Voluntary Standards Offer Reputation Insurance
This study examines the chemical industry's Responsible Care Program and evaluates whether it improved member firms' environmental performance relative to their peers. The authors find firms that adopt Responsible Care do not make environmental improvements faster than other firms-possibly because non-compliance is not punished. Yet, managers may still benefit by adopting such programs because they provide information on best practices, help promote a positive image and act as reputation insurance against negative events.
The Responsible Care Program was implemented by the Chemical Manufacturing Association (CMA) in 1990 in response to declining public confidence in the industry (which fell from 30 percent to 14 percent approval from 1980-1990). The program outlines broad environmental and safety standards for managing facilities and interacting with the community, suppliers and customers. Though CMA members must adopt the standard and submit progress reports, companies choose how to achieve goals and non-compliance is not punished.

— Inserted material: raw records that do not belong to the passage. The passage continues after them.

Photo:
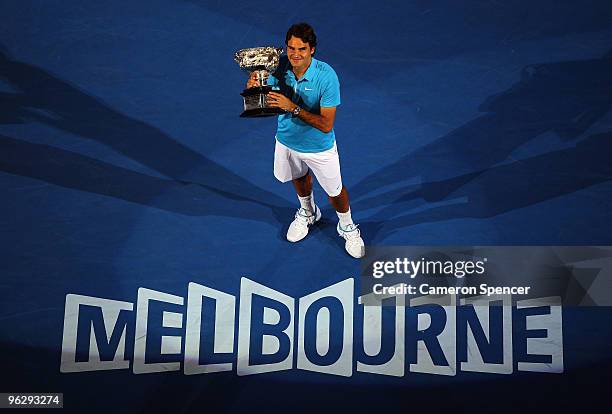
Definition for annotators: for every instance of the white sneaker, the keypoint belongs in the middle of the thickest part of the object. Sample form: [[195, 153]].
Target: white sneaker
[[354, 243], [298, 229]]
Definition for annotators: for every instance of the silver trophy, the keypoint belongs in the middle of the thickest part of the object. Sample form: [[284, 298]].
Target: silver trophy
[[262, 61]]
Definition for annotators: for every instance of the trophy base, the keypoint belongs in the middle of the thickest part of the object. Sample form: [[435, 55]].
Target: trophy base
[[261, 112], [255, 104]]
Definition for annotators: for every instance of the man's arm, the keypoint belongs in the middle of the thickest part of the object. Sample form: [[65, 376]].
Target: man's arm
[[323, 122]]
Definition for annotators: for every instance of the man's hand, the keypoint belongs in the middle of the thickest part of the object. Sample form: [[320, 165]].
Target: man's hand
[[277, 100], [253, 81]]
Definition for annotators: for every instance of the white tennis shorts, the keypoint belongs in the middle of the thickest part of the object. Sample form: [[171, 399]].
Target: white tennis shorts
[[290, 164]]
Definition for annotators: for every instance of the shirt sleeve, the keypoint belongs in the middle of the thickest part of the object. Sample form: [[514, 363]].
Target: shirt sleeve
[[331, 91]]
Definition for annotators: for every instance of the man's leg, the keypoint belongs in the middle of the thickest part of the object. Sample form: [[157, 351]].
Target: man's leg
[[340, 202], [326, 168], [308, 214], [303, 185]]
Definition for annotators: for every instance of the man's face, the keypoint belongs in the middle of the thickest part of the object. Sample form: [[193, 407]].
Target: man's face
[[299, 53]]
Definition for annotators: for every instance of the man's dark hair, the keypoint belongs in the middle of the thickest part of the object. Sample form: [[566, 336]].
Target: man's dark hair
[[303, 31]]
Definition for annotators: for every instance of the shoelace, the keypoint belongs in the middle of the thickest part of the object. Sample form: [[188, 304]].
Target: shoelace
[[302, 215], [351, 231]]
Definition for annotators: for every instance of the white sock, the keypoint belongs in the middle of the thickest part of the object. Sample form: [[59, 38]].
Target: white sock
[[345, 218], [307, 203]]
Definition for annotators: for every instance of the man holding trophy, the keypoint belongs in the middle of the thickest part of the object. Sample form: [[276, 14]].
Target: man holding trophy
[[306, 92]]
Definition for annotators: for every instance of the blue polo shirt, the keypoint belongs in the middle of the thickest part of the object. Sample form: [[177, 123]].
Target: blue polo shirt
[[319, 87]]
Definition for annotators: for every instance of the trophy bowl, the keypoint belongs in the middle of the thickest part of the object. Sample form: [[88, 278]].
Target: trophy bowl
[[262, 61]]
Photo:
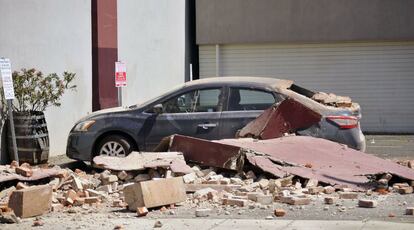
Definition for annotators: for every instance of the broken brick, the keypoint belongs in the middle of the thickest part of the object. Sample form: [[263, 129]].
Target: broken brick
[[142, 211], [409, 211], [264, 199], [295, 200], [202, 212], [315, 190], [367, 203], [234, 201], [122, 175], [405, 190], [26, 172], [20, 185], [328, 190], [279, 212], [108, 179], [311, 183], [348, 195], [155, 193], [329, 200], [32, 201], [92, 200]]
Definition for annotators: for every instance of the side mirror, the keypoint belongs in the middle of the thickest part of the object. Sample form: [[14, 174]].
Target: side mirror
[[158, 108]]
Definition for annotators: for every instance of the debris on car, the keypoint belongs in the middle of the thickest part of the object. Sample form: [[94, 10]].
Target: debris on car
[[285, 117]]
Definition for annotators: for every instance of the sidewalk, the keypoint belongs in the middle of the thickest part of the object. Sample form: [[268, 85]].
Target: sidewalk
[[391, 146]]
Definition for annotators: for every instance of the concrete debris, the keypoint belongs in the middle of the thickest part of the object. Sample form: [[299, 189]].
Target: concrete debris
[[285, 117], [279, 212], [157, 224], [332, 99], [409, 211], [332, 164], [363, 203], [204, 212], [7, 216], [155, 193], [144, 160], [32, 201]]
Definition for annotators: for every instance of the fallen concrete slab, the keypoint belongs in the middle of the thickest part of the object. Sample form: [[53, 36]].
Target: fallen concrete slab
[[286, 117], [144, 160], [38, 174], [32, 201], [208, 153], [155, 193], [306, 157]]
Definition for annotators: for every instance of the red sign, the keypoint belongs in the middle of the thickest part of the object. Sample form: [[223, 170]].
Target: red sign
[[120, 74]]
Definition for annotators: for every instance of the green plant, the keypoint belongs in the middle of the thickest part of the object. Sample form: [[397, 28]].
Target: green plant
[[35, 91]]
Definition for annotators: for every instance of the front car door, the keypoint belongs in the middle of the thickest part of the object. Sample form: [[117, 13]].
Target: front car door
[[193, 113], [244, 105]]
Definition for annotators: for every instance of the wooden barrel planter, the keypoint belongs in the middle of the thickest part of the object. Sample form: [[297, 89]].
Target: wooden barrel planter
[[32, 137]]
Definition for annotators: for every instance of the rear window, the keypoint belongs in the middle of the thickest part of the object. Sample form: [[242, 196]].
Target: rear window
[[249, 99]]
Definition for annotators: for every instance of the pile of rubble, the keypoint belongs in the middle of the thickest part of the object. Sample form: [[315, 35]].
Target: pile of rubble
[[142, 190]]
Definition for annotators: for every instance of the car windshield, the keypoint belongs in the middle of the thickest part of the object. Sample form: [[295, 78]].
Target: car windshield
[[156, 98]]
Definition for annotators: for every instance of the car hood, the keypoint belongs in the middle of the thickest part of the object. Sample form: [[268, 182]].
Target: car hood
[[103, 112]]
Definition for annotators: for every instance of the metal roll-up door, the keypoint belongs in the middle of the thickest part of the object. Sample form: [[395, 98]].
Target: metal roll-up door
[[379, 76]]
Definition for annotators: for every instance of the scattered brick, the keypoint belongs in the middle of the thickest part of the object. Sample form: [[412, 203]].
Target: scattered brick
[[311, 183], [142, 211], [26, 172], [328, 190], [329, 200], [409, 211], [348, 195], [279, 212], [204, 212], [122, 175], [20, 185], [92, 200], [32, 201], [405, 190], [234, 201], [367, 203], [294, 200]]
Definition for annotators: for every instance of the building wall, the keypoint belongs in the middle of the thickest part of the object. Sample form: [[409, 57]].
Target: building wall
[[241, 21], [52, 36], [151, 41]]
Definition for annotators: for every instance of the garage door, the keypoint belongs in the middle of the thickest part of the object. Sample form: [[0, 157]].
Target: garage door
[[380, 76]]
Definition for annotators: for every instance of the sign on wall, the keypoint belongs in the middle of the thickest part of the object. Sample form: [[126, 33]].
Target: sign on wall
[[6, 75], [120, 74]]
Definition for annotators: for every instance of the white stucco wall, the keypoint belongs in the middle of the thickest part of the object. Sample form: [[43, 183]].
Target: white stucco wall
[[53, 36], [151, 41]]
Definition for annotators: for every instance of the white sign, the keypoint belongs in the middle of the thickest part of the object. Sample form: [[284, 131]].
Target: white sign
[[120, 74], [6, 75]]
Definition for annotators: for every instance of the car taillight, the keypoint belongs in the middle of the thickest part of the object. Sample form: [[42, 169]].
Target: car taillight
[[344, 122]]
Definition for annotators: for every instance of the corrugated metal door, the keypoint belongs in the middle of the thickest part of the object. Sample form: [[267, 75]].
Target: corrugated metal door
[[380, 76]]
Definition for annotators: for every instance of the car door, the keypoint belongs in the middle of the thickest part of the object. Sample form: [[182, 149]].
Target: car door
[[244, 105], [193, 113]]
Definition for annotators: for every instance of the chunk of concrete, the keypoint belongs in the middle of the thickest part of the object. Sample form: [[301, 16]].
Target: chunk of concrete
[[32, 201], [363, 203], [155, 193]]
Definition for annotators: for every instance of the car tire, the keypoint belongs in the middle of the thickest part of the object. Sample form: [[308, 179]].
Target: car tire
[[114, 145]]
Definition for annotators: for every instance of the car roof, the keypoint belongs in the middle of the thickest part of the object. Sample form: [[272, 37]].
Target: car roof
[[274, 83]]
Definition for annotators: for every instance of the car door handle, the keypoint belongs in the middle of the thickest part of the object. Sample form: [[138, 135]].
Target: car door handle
[[207, 125]]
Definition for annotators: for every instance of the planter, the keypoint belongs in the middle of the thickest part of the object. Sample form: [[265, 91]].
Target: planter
[[32, 137]]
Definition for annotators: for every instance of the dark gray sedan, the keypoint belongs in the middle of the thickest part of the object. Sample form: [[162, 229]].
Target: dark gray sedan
[[213, 108]]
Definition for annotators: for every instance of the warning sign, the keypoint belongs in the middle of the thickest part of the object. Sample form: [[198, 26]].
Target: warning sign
[[6, 75], [120, 74]]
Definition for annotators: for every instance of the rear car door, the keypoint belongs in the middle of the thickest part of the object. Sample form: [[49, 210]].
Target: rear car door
[[242, 106], [193, 113]]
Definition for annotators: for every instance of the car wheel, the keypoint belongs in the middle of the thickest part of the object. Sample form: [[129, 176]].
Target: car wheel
[[115, 146]]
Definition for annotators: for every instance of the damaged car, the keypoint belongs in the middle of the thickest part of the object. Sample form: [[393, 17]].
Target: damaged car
[[218, 108]]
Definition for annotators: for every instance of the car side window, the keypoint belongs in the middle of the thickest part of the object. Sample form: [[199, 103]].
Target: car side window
[[249, 99], [205, 100]]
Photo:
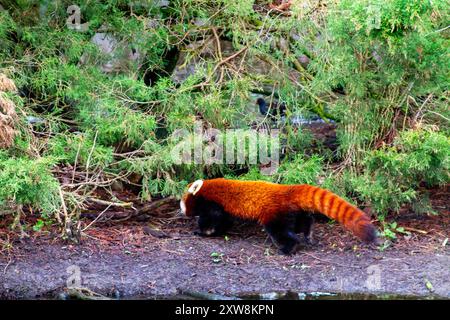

This article extends theoretical and empirical analysis of self-organized regulation to trade association-sponsored standards. We suggest research can explore why Responsible Care did not lead to improvements across firms since best practices would be shared? As well, did the program lead to improvements in specific firms, and if so what characterizes these firms?
This study looked at 3606 facilities belonging to 1500 firms in the chemical industry from 1987-1996. There were 160 CMA member firms that participated in Responsible Care. The sample consisted of 22,476 observations at the facility level and 12,829 observations at the firm level. Firm environmental performance was measured using data from EPA's Toxic Release Inventory.